Aim To assess pharmacokinetic and pharmacodynamic interactions between naproxen (a non‐steroidal anti‐inflammatory drug) and apixaban (an oral, selective, direct factor‐ X a inhibitor). Method In this randomized, three period, two sequence study, 21 healthy subjects received a single oral dose of apixaban 10 mg, naproxen 500 mg or co‐administration of both. Blood samples were collected for determination of apixaban and naproxen pharmacokinetics and pharmacodynamics (anti‐ X a activity, international normalized ratio [ INR ] and arachidonic acid–induced platelet aggregation [ AAI‐PA ]). Adverse events, bleeding time and routine safety assessments were also evaluated.

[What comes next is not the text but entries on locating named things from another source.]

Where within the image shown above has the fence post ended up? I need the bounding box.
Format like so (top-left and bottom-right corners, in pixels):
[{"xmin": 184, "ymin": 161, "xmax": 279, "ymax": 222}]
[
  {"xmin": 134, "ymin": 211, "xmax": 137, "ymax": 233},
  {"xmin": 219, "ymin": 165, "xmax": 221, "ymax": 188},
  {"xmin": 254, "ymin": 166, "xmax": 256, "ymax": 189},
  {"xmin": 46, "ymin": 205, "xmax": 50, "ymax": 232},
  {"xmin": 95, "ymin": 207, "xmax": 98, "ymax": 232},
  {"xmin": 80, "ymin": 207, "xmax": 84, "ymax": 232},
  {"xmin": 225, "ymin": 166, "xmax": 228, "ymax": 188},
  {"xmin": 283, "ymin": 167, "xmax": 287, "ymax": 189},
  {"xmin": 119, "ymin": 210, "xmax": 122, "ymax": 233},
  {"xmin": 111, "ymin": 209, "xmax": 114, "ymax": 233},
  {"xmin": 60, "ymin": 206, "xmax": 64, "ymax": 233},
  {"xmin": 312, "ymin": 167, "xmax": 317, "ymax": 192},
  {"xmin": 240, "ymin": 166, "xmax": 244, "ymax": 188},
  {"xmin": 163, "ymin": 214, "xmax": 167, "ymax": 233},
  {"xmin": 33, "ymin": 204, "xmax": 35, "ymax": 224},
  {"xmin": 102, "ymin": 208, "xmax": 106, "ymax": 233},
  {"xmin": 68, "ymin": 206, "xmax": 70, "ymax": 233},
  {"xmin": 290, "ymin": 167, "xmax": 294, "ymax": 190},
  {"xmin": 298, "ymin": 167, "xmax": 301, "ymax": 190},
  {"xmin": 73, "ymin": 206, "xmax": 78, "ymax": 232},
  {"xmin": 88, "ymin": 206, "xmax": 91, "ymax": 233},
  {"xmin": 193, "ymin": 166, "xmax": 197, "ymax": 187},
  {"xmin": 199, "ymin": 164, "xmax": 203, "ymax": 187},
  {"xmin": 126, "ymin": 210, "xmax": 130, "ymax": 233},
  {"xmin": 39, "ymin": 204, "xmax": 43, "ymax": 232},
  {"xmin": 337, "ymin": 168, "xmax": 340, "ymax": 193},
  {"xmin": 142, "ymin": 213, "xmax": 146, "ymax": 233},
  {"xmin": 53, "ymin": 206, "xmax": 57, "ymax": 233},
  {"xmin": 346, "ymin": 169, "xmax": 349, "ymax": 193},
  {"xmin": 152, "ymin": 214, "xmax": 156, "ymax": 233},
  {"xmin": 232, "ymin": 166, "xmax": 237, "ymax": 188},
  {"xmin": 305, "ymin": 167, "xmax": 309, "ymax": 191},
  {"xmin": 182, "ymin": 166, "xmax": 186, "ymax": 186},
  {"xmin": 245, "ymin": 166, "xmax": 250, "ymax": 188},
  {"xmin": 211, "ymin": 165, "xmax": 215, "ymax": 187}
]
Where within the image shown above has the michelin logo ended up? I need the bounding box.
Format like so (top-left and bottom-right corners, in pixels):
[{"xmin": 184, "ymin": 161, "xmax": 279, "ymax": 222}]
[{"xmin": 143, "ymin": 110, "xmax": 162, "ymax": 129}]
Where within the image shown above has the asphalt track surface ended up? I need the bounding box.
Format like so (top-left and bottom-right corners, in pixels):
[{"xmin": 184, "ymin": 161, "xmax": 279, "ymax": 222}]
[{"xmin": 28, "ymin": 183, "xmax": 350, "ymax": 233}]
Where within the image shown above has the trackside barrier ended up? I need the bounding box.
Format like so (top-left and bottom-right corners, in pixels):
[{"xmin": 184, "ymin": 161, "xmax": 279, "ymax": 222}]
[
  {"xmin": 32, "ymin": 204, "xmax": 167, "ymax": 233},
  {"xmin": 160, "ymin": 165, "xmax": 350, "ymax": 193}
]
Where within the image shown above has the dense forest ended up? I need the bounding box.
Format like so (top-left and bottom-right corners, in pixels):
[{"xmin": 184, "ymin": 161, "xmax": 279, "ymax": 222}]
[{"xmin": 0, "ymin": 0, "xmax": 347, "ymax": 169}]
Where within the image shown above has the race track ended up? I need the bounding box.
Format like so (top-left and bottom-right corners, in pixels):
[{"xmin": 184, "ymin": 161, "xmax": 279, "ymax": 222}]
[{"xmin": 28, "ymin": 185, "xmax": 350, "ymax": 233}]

Results Apixaban had no effect on naproxen pharmacokinetics. However, following co‐administration, apixaban AUC (0,∞), AUC (0, t ) and C max were 54% (geometric mean ratio 1.537; 90% confidence interval (CI) 1.394, 1.694), 55% (1.549; 90% CI 1.400, 1.713) and 61% (1.611; 90% CI 1.417, 1.831) higher, respectively. Mean (standard deviation [ SD ]) anti‐ X a activity at 3 h post‐dose was approximately 60% higher following co‐administration compared with apixaban alone, 4.4 [1.0] vs. 2.7 [0.7] IU ml −1 , consistent with the apixaban concentration increase following co‐administration. INR was within the normal reference range after all treatments. AAI‐PA was reduced by approximately 80% with naproxen. Co‐administration had no impact beyond that of naproxen. Mean [ SD ] bleeding time was higher following co‐administration (9.1 [4.1] min) compared with either agent alone (5.8 [2.3] and 6.9 [2.6] min for apixaban and naproxen, respectively). Conclusion Co‐administration of naproxen with apixaban results in higher apixaban exposure and appears to occur through increased apixaban bioavailability. The effects on anti‐ X a activity, INR and inhibition of AAI‐PA observed in this study were consistent with the individual pharmacologic effects of apixaban and naproxen.